I have the following question:
Let $Z$ be a random variable whose density function is:
$$ f(t) = \begin{cases} \frac{1}{t^2} & \text{if } t \ge 1 \\ 0 & \text{if } t < 1 \end{cases}$$ What is the density function of the random variable $\ln(Z)$?

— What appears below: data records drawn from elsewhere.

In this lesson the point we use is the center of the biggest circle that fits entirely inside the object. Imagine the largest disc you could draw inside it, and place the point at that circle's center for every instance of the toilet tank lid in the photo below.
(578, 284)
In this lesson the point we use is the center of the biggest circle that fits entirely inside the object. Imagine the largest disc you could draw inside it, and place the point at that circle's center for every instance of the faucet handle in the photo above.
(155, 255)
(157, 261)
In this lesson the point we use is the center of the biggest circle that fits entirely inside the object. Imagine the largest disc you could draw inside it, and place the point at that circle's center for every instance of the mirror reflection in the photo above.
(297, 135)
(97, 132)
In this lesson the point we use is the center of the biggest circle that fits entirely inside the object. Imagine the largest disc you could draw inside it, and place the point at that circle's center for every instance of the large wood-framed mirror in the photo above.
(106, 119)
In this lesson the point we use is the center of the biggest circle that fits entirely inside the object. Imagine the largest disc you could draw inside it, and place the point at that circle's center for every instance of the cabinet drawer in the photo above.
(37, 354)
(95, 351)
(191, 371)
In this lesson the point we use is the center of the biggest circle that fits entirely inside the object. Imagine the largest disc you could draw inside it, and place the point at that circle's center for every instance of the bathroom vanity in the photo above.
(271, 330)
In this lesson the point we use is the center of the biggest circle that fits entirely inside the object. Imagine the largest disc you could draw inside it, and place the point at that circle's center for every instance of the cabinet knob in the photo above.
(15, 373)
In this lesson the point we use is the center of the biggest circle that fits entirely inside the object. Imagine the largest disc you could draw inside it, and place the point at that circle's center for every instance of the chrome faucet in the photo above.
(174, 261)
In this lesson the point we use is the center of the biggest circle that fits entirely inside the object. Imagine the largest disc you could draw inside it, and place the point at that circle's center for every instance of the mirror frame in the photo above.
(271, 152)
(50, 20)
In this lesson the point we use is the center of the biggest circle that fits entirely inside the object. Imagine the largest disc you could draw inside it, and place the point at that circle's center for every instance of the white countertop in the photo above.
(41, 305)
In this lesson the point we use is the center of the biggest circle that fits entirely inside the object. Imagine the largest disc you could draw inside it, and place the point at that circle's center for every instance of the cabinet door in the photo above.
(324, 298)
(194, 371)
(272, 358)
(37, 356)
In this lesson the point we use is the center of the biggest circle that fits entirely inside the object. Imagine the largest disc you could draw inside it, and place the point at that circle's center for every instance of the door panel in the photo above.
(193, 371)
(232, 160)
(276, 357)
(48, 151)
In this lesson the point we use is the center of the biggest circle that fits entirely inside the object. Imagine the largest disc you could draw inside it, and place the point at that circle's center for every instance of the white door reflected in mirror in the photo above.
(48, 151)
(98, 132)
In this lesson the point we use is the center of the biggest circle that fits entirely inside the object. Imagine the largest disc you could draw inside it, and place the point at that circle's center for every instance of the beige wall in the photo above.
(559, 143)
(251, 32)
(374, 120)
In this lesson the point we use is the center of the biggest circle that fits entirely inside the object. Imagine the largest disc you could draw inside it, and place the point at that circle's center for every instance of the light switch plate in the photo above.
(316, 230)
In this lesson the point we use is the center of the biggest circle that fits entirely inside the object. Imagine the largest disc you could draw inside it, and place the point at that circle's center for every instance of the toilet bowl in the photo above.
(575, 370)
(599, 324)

The solution is as follows:
Let $Y = \ln(Z)$, then we can write $Z = e^X = g(X)$ with $g(x) = e^x$. Now we have the density function of Z:
$$h(x) = f(g(x))\frac{dg}{dx}(x) = \begin{cases}e^{-x} & \text{if } x \ge 0 \\ 0 & \text{if not}\end{cases}$$
So my question here is, why do we let this random variable $Y$ be $\ln(Z)$? It looks like we are doing something weird from the CDF to the PDF, but I am confused of what is going on here. Also, are we taking the derivative of the original density function? It looks like we have because of the $-x$ in the power of $e$.
When $g(x)\ge1$: $$f(g(x))=\frac{1}{(g(x))^2}=\frac{1}{(e^x)^2}=e^{-2x}$$And: $$\frac{\mathrm{d}g}{\mathrm{d}x}=e^x$$So: $$h(x)=e^{-2x}\cdot e^x=e^{-x}$$Whenever $g(x)\ge1$, i.e. whenever $e^x\ge1,\,x\ge0$. When $g(x)<1,\,x<0$, $f(g(x))=0$.